Watching the big game got us thinking about what we can learn about marketing and communications from the biggest sporting event of the year. Here are a few things that stood out to us.
Know your target audience. Clearly, the corporate decision-makers understand that buying power has shifted from Baby Boomers to Gen Xers. From the Lord of the Rings trailer to Jim Carrey reviving Cable Guy, to featuring 90s rap and hip-hop at the halftime show, marketers and advertisers had one particular target audience at the top of their lists.
As a part of your brand strategy, we believe it’s vital for social impact organizations to list and rank their top three to five target audiences and create personas for each. With this in mind, you can develop a steady flow of communication throughout the year that connects with real people in the demographics that are most important to you.
Be creative. On top of a lot of best commercials lists was an ad featuring a sloth racing away to the tune Push It’ by Salt-N-Pepa as it carried a bag of Flamin’ Hot Cool Ranch Doritos that was dropped by a bird-watching Megan Thee Stallion.
This commercial reminded us that it’s important to be creative, it’s OK to be a little quirky, and it’s essential to have fun — even more so because you are doing work that’s difficult and often exhausting.

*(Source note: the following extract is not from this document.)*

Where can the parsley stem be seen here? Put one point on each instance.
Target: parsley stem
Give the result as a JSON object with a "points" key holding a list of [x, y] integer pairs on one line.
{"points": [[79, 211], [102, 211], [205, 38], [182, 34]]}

Simple often beats elaborate. The Doritos/Cheetos commercial might be a bad example of creativity for an organization that’s on a tight budget. That ad required a lot of planning, design, lighting, special effects, etc. On the other hand, the Coinbase commercial with a QR code bouncing around the screen Pong-style for one minute could have been done by an entry-level graphic designer.
Rather than writing a monthly newsletter with multiple sections, including an update from the executive director, a list of upcoming events, a link to an impact story, a quote, and your current fundraising campaign… consider sharing one story about a program beneficiary who has been impacted by your work.
If all of this feels a bit overwhelming, and you’re feeling too sluggish from eating one too many helpings of nachos… reach out to us to talk about your communications strategy.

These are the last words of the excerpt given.